Dijkgraaf De Leeuw schrijft in een boekje dat hij in 1933 voor polderbestuurders samenstelde dat Alphen en Dreumel volledig weggevaagd zouden zijn als men in 1926 de Maasdijk tussen Alphen en Dreumel niet had laten springen.
Het dijkbestuur is in wezen zeer democratisch. Het werkt eigenlijk precies hetzelfde als een gemeentebestuur. Men kiest vertegenwoordigers die de belangen in het polderbestuur moeten verdedigen. Er is echter een verschil met het kiezen van een gemeentebestuur: niet iedereen mag stemmen. Het stemrecht is gebonden aan het bezit van grond, huizen en andere gebouwen. Dat is ook niet zo vreemd, omdat de grondeigenaren de kosten voor het beheer van de polders en het onderhoud van de dijken moeten betalen deze regel is dus sinds het ontstaan van het dijkrecht begin 1300, nooit veranderd. Bij de polders moeten we uitdrukkelijk ook de dorpen zelf rekenen en niet alleen het land dat `achter de Van Heemstraweg’ ligt.

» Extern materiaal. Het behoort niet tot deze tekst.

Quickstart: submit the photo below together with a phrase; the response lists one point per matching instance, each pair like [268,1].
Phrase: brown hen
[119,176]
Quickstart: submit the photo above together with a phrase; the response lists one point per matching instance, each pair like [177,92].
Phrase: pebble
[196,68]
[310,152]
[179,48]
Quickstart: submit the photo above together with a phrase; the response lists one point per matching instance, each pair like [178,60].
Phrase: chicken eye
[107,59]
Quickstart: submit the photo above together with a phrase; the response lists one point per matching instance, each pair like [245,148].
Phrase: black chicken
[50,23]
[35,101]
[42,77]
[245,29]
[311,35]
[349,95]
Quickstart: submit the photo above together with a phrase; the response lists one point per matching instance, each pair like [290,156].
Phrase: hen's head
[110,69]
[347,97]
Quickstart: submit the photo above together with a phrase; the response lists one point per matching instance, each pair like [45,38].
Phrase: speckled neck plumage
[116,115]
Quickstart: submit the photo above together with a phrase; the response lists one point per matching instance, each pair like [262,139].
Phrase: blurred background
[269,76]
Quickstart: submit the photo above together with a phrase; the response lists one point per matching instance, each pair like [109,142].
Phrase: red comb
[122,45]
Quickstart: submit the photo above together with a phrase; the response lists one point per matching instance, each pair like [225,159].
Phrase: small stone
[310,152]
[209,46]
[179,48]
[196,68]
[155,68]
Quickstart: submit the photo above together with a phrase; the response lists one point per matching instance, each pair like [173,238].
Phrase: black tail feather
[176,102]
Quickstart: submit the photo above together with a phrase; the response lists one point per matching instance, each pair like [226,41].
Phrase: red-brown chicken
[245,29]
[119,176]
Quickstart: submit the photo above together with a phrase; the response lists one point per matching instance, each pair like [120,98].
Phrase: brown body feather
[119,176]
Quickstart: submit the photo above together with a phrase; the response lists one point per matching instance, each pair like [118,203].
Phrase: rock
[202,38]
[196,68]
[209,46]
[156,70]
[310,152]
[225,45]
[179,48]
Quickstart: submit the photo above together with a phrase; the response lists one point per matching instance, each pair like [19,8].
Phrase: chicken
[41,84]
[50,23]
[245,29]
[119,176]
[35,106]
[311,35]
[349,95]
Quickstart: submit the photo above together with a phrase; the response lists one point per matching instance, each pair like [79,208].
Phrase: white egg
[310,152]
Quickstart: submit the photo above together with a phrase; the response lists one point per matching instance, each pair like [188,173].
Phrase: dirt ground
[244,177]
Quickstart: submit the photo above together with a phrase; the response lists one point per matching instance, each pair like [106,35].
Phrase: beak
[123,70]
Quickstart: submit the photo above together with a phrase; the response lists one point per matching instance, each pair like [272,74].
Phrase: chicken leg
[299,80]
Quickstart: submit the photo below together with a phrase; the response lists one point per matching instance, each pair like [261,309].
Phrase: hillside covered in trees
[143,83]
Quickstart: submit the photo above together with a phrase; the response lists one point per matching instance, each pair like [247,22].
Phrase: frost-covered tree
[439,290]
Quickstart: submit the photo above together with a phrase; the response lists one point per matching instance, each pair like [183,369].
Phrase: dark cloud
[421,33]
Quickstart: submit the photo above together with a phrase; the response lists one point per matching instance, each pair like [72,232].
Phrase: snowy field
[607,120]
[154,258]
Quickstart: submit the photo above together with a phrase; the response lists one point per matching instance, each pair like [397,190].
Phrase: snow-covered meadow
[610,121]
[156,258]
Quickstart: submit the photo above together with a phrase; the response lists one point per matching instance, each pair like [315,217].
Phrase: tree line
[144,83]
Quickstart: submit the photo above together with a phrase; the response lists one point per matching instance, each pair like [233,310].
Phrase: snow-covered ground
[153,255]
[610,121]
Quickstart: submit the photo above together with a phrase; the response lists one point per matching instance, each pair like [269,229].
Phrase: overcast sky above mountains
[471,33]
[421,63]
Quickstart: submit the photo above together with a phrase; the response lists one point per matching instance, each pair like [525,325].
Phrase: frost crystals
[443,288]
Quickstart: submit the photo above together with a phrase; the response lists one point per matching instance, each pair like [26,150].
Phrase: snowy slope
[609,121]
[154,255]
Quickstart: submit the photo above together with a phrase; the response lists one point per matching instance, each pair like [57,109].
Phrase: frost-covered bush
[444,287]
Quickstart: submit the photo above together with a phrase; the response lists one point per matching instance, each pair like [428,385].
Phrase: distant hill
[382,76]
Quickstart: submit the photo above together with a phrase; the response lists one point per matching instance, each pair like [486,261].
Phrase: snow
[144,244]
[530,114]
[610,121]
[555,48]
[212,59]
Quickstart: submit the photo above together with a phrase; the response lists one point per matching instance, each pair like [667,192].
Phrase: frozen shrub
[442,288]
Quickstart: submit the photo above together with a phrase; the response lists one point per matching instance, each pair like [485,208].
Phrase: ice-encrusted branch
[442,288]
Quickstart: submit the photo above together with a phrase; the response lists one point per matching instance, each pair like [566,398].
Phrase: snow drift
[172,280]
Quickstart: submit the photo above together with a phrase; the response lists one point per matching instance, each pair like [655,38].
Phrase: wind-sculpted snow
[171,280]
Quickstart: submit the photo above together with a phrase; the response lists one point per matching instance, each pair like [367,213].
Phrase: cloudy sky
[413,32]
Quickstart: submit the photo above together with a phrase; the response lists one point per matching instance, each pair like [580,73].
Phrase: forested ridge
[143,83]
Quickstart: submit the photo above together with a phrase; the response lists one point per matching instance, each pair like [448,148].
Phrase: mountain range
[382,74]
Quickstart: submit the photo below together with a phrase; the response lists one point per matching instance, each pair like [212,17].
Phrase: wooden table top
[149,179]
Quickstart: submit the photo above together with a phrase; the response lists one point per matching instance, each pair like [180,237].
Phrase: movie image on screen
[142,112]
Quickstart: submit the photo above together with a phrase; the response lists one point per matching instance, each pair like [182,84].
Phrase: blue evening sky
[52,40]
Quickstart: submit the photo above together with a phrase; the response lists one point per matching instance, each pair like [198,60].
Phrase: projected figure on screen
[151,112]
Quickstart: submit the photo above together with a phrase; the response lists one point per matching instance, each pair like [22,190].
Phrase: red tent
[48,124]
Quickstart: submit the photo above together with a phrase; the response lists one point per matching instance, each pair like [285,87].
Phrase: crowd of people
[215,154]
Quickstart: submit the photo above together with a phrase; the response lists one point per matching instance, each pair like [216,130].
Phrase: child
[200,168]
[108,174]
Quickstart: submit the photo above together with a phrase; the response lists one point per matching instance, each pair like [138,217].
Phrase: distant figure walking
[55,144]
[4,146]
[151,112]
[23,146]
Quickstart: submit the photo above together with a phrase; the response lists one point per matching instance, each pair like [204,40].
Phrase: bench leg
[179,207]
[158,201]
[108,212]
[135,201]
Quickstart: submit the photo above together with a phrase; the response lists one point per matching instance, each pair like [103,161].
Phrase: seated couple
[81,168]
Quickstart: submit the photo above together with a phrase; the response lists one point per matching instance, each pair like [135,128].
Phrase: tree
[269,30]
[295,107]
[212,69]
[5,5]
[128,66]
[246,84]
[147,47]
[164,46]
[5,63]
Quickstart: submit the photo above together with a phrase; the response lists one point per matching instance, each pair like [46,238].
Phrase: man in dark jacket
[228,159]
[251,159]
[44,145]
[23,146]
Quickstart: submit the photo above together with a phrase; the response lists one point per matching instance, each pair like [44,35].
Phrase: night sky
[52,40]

Omdat velen van ons sinds de jaren vijftig in een huurhuis wonen en geen eigen land hebben, weten slechts weinigen hoe het polderbestuur gekozen wordt of wat ze doet, want als stemgerechtigde treedt in dergelijke gevallen de verhuurder op. Dat zijn in onze streek met name de woningbouwverenigingen. Bovendien leren we op school wel hoe ons land bestuurd wordt, maar hoe daarnaast ons gebied op waterstaatkundig vlak beheerd wordt, daar leren we nooit iets over !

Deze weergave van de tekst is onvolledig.